Penalties for Non-compliance
The first penalty imposed in India for not complying with RPO requirements was by the Uttarakhand Electricity Regulatory Commission (UERC). In an order dated 22 January 2014, the UERC stated that Uttarakhand Power Corporation Limited (UPCL), the state DISCOM, had repeatedly failed to comply with UERC directives despite being given numerous opportunities to do so. UERC imposed a penalty of ₹20,000 on the managing director of UPCL and had directed UPCL to fulfil its pending RPO by March 2014, failing which it would attract an additional penalty of ₹2,000 per day.5
The Madhya Pradesh Electricity Regulatory Commission (MPERC) took the next significant step. In an order dated 20 October 2014, the MPERC imposed a token penalty of ₹25,000 on the MP Power Management Company Limited (MPPMCL), which is wholly owned by the Madhya Pradesh government, for non-compliance of RPO. While the MPPMCL claimed that they could not fulfil the RPO in the past years through purchase of RECs due to poor financial condition of electricity distribution companies or DISCOMS, this was considered illogical by the MPERC as RECs were available in the market and the retail tariff order for the financial year 2014–15 included the amount to procure energy from renewable sources to meet RPO.6
It should be noted that the instances mentioned are of token penalties imposed which does not redeem the failure of the respondent in the matter.

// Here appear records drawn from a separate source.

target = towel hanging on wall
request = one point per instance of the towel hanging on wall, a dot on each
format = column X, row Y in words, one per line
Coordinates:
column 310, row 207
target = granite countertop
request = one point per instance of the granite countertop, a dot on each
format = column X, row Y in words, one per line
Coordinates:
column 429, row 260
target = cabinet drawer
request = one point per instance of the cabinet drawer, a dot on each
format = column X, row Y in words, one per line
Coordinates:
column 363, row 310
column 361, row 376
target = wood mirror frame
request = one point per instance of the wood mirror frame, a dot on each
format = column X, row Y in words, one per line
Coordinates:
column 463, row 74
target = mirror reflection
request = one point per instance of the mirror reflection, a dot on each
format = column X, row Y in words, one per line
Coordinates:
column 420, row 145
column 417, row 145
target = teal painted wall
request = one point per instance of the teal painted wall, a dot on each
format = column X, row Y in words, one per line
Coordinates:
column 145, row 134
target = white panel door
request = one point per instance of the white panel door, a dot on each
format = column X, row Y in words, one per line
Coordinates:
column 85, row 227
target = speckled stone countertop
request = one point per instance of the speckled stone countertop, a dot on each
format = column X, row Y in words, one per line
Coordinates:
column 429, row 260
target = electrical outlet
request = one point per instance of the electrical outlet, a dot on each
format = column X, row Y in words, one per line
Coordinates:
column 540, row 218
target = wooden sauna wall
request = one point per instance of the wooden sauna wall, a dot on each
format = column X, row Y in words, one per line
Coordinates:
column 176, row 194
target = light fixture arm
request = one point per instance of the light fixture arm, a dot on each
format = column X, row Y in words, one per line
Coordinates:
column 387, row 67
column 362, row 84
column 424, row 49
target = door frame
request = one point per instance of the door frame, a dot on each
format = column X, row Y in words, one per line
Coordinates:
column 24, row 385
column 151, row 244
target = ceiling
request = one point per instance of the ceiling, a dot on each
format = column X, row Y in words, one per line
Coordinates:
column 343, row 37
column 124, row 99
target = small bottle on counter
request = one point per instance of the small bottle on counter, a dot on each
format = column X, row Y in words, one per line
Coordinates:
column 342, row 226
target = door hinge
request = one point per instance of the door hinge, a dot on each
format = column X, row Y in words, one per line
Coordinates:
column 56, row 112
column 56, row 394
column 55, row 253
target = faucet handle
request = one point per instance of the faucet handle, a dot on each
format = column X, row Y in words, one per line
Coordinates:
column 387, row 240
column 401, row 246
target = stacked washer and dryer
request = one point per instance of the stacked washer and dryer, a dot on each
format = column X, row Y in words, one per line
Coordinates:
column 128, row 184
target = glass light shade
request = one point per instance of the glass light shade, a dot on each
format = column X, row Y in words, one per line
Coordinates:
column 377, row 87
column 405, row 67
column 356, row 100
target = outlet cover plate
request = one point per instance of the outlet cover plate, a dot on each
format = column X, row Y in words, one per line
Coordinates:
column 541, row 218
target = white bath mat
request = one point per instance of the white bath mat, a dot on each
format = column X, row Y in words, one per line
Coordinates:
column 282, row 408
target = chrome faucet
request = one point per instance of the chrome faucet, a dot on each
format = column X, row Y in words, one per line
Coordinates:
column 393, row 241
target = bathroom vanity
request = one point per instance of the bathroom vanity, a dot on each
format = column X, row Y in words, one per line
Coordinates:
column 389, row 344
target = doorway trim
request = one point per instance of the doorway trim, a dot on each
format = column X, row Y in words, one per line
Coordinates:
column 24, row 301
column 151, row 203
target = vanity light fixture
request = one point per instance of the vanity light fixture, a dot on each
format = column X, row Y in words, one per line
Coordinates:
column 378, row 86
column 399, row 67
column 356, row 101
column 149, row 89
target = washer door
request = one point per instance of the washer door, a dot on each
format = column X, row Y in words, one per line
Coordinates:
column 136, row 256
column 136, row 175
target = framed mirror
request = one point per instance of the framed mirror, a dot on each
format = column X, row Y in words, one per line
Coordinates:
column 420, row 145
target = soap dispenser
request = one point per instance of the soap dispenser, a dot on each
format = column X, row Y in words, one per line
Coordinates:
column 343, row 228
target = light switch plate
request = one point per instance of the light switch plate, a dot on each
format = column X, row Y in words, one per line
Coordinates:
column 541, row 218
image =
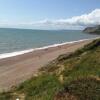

Imposing Specific Penalties
A fixed specific penalty puts a value on potential costs for non-compliance. This type of penalty gives certainty on enforcement to project investor and improves the bankability of projects. Specific penalties have been imposed in mature REC markets such as Japan, where it has been successfully implemented. Japan has a penalty of up to ₹6,90,000 for non-compliance imposed on an interim and annual basis (Rustagi 2014). Revenue generated through penalty collection could be pooled in a national fund used for incentivising state compliance with RPO targets.
While fixed penalties are implemented in Japan with successful results, it should be noted that Japan already has an existing strong REC market mechanism. India, however, has to increase bankability of RECs in the absence of a strong market mechanism. Imposing such penalties in the Indian context can be made more effective by incorporating other aspects like quarterly compliance of RPOs and ensuring long-term pricing and validity of RECs.
Long-term pricing increases the bankability of a project and reduces the risk involved in the absence of a strong market mechanism. Though the Indian government has declared long-term national renewable energy targets and the Central Electricity Regulatory Commission (CERC) has made declaration of RPO targets mandatory, out of the 26 states that have RPO targets in place, only 10 have specified quota obligations for more than three years. By August 2013, 54% of the projects registered for RECs were from these 10 states. This indicates that states with long-term targets can stimulate participation in REC markets, and that long-term policies and targets can contribute to long term, stable investment in the sector.
A system of quarterly compliance of RPOs is currently followed by Japan which balances the number of REC purchases made throughout the year. While this system could improve the price stability of the REC as well as the cash flow available to developers, an effective monitoring system is required for this.
Since strict compliance regulations and enforcement actions on obligated entities are considered necessary for long-term stable markets to develop, having a uniform system of imposing specific penalties for non-compliance with RPO targets is an important aspect to be considered for the development of India’s renewable energy market.